Children of faculty grow up learning some very distinctive vocabulary. Here are 10 words I learned through osmosis as a kid because of my mother’s job as a college professor– and what they meant to me at the time.
- Campus: Where Mom goes to work. I can’t remember ever not knowing the word “campus.”
- The Dean: Somebody very important but often vexing and bossy.
- Tenure: Something you “get” after a lot of stress and arguing. My mom got tenure when I was about 5 and explained to me that “tenure” meant she couldn’t be fired. Then she had to explain what “fired” meant.
- The Department Chair: I was 6 when I learned this was a person, not a communal piece of furniture.
- Semester/ Trimester/ Term: Kind of like a season, but shorter and marked by flurries of intense grading.
- Advisee: Similar to a student except more lost, disorganized, chronically late.

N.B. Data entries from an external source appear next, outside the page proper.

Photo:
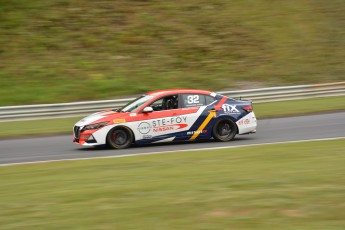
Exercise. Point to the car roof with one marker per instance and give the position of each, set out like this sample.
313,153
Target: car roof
178,91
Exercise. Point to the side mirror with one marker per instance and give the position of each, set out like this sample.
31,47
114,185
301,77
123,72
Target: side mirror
148,110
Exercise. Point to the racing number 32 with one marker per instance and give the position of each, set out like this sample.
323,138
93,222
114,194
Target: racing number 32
193,99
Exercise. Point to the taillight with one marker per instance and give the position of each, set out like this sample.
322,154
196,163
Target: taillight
248,108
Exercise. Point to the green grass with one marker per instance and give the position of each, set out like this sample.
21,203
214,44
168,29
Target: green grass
59,50
262,110
285,186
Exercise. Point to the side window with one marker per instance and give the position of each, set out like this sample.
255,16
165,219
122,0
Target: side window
192,100
165,103
209,100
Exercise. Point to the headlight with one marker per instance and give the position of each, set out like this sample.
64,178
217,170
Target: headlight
95,126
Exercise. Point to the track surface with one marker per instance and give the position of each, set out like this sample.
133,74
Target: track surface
269,131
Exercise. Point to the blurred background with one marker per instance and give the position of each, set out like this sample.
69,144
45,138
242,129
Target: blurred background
62,50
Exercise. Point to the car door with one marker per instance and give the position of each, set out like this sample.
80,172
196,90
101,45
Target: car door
200,115
167,122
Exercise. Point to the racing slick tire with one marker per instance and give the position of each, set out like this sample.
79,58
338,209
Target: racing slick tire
120,138
224,130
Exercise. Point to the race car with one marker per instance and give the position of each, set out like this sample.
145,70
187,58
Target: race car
168,116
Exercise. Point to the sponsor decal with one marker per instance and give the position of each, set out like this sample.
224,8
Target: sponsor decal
169,121
166,124
147,136
230,109
144,128
116,121
169,127
197,132
243,122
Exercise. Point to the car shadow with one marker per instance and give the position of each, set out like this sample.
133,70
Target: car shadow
143,146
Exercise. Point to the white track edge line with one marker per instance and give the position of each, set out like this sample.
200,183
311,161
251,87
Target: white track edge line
173,151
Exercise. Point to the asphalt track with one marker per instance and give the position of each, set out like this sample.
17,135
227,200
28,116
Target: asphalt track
297,128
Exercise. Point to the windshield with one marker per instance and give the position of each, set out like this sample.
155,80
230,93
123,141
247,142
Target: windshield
134,105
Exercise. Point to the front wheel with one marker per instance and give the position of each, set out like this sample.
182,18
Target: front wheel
119,138
224,130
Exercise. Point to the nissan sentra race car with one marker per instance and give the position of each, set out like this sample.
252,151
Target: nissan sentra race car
167,116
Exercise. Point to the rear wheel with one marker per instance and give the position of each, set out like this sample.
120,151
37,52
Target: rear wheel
119,138
224,130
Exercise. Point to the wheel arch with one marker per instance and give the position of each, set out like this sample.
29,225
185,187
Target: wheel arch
224,117
123,127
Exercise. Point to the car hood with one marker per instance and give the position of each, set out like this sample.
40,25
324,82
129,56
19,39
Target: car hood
102,116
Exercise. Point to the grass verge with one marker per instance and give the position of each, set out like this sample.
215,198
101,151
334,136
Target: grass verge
288,186
262,110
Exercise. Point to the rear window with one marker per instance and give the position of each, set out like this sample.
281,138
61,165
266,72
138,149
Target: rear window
193,100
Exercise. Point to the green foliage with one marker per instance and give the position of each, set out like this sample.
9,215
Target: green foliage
54,51
288,186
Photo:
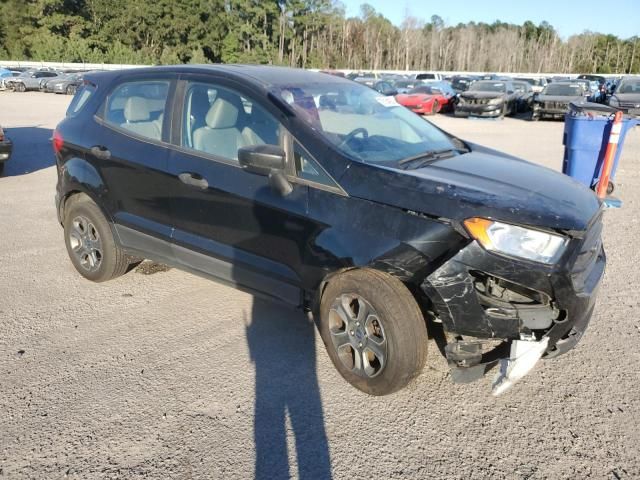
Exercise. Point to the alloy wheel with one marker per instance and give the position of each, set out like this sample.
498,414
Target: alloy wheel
358,335
85,243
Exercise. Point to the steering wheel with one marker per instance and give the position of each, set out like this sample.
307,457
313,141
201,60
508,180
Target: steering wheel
352,134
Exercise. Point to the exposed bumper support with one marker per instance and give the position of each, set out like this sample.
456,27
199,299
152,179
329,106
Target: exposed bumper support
524,356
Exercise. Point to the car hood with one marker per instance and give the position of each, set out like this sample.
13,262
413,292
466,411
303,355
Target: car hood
468,94
483,183
628,97
558,98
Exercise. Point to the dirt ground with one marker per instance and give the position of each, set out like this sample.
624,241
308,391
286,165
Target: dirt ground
161,374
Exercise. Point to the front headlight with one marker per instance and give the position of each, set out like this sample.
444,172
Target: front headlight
514,241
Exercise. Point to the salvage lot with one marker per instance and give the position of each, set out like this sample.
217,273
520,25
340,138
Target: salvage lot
172,376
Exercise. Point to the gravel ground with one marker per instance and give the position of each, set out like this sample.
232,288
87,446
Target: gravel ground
161,374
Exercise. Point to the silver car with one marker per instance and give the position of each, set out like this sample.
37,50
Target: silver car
31,80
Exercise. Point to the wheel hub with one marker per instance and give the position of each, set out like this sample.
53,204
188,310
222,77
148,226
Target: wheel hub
85,243
358,335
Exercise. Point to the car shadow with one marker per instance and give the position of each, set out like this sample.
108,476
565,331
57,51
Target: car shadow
282,346
31,150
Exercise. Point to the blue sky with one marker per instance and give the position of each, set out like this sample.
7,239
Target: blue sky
618,17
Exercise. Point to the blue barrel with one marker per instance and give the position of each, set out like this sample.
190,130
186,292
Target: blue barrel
585,143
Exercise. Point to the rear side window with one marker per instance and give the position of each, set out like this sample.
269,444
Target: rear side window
219,121
138,107
81,98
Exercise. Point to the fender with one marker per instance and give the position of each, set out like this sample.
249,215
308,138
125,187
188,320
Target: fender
79,176
364,233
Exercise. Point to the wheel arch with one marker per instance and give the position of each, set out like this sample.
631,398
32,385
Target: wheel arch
79,177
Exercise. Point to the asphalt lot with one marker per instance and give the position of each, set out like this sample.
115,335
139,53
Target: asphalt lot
168,375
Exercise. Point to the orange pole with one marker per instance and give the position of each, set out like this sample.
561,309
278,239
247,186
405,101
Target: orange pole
609,155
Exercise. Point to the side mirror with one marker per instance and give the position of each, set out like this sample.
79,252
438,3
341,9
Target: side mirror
261,159
267,160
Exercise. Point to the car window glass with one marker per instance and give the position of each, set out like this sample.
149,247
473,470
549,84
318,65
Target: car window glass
80,99
138,107
308,169
219,121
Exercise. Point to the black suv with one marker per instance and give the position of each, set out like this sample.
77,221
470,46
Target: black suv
326,195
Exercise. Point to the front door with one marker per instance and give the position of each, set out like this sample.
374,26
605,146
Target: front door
228,222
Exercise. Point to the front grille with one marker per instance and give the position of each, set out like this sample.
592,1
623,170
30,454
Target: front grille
590,250
556,105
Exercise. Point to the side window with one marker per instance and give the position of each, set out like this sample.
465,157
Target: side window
308,169
80,99
219,121
138,107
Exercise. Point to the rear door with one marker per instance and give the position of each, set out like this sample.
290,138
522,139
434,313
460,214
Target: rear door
229,223
128,145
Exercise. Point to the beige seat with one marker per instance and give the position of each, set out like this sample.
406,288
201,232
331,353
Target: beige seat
221,135
137,115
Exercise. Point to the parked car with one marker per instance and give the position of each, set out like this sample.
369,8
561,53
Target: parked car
67,84
403,86
524,95
627,96
31,80
461,84
488,98
6,147
598,78
537,84
555,99
375,221
429,76
424,100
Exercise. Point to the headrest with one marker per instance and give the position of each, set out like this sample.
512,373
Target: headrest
137,109
222,114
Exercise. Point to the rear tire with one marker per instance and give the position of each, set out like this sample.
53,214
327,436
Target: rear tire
90,243
373,330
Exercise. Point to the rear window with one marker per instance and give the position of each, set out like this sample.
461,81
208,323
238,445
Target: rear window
80,99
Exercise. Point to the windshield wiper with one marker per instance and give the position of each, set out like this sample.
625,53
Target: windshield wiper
426,157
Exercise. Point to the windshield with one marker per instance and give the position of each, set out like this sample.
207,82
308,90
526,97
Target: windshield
361,123
563,89
629,85
488,87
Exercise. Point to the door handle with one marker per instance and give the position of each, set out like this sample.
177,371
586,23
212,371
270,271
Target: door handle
194,180
100,152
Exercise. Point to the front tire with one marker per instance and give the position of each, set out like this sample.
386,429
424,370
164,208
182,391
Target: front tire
435,107
93,250
373,330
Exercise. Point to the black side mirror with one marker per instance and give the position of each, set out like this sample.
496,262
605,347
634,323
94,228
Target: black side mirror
261,159
267,160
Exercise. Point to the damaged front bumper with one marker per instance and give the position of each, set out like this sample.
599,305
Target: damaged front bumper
509,312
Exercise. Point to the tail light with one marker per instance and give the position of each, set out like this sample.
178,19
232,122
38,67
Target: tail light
57,141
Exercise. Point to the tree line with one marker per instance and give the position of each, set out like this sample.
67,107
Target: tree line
302,33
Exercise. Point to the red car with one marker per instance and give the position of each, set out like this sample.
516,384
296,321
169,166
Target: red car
423,100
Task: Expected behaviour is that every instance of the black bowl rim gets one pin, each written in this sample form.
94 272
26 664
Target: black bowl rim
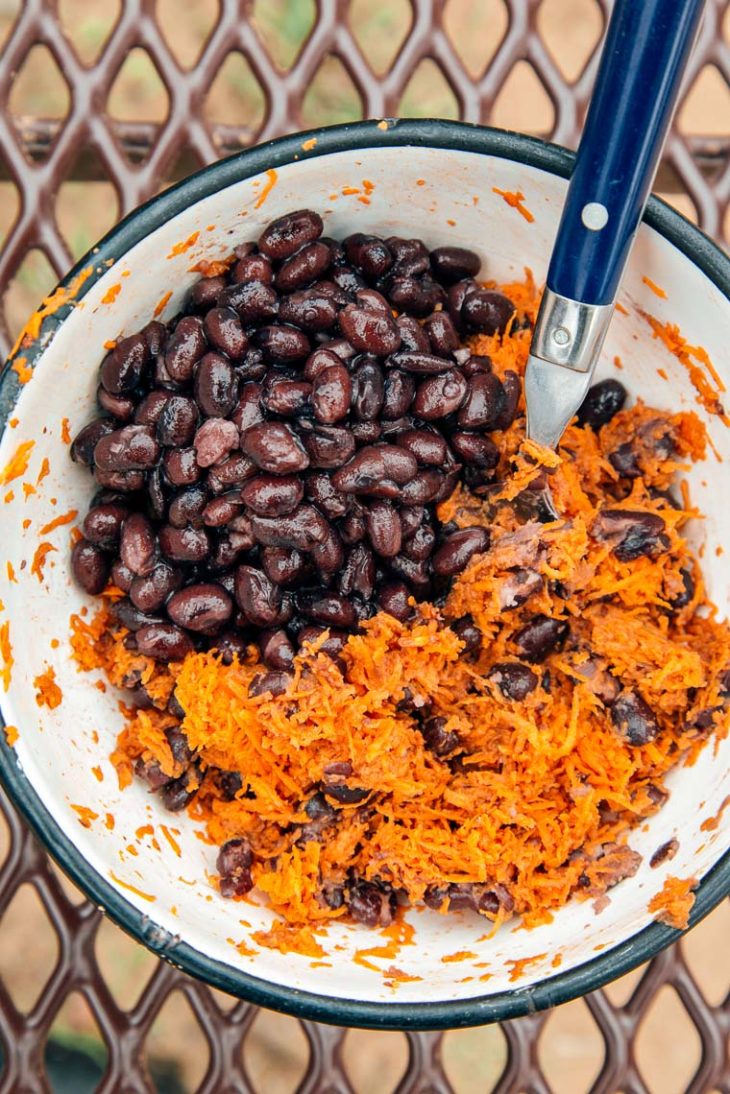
350 1012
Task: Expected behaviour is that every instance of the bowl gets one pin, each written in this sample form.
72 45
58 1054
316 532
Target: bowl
442 182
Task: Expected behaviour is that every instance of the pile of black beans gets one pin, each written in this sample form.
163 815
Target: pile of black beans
268 462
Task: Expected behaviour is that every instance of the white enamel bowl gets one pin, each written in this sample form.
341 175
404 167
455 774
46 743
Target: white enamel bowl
435 181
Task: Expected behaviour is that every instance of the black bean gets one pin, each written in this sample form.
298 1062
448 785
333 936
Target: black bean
103 524
487 311
484 403
302 528
413 335
177 421
163 641
224 332
258 597
149 592
213 441
287 234
439 396
122 369
470 633
120 407
200 607
286 397
184 545
87 439
253 268
602 403
369 330
398 393
302 268
204 293
513 679
185 348
137 546
540 637
90 566
634 718
328 445
453 264
393 597
131 447
253 301
437 738
181 467
328 608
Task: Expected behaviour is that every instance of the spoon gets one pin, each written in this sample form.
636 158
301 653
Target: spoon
647 47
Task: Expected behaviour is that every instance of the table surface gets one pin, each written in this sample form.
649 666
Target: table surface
102 106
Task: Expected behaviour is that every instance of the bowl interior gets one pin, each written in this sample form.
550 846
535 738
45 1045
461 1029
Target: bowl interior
444 196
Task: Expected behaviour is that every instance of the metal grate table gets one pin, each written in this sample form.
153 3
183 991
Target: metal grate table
332 60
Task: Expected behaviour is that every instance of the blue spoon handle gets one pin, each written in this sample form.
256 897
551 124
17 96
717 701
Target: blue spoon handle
646 50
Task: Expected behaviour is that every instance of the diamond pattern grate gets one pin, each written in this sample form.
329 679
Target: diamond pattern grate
223 76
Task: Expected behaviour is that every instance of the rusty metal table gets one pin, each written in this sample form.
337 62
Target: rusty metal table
431 42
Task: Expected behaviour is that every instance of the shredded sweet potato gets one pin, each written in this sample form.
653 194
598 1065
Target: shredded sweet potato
536 798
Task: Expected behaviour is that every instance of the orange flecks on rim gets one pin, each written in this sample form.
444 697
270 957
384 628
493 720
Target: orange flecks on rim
6 655
132 888
59 521
708 390
655 288
47 693
23 370
39 557
516 200
180 248
271 178
60 297
674 902
162 303
112 293
18 463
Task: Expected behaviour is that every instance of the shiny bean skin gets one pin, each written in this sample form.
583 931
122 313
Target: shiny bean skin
149 592
90 566
257 596
85 441
458 550
163 641
302 528
439 396
275 447
332 392
213 441
287 234
103 524
129 449
181 467
224 332
453 264
122 369
328 446
184 545
282 344
369 332
327 608
429 449
484 403
177 421
200 607
273 495
302 268
137 545
185 348
384 531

- Performing Arts Center: Where you take dance classes sometimes and see musicians, plays, and strange blob sculptures that are called “student art.”
- Conference: “Mom’s away at a conference again. Time to go see Terminator 2 without her!”
- PhD: If your mom is a doctor, but not that kind of doctor, she has a PhD.
- Sabbatical: That year you moved to India or Boston or Alaska for “research,” Mom didn’t teach any classes, and your parents were so excited and happy.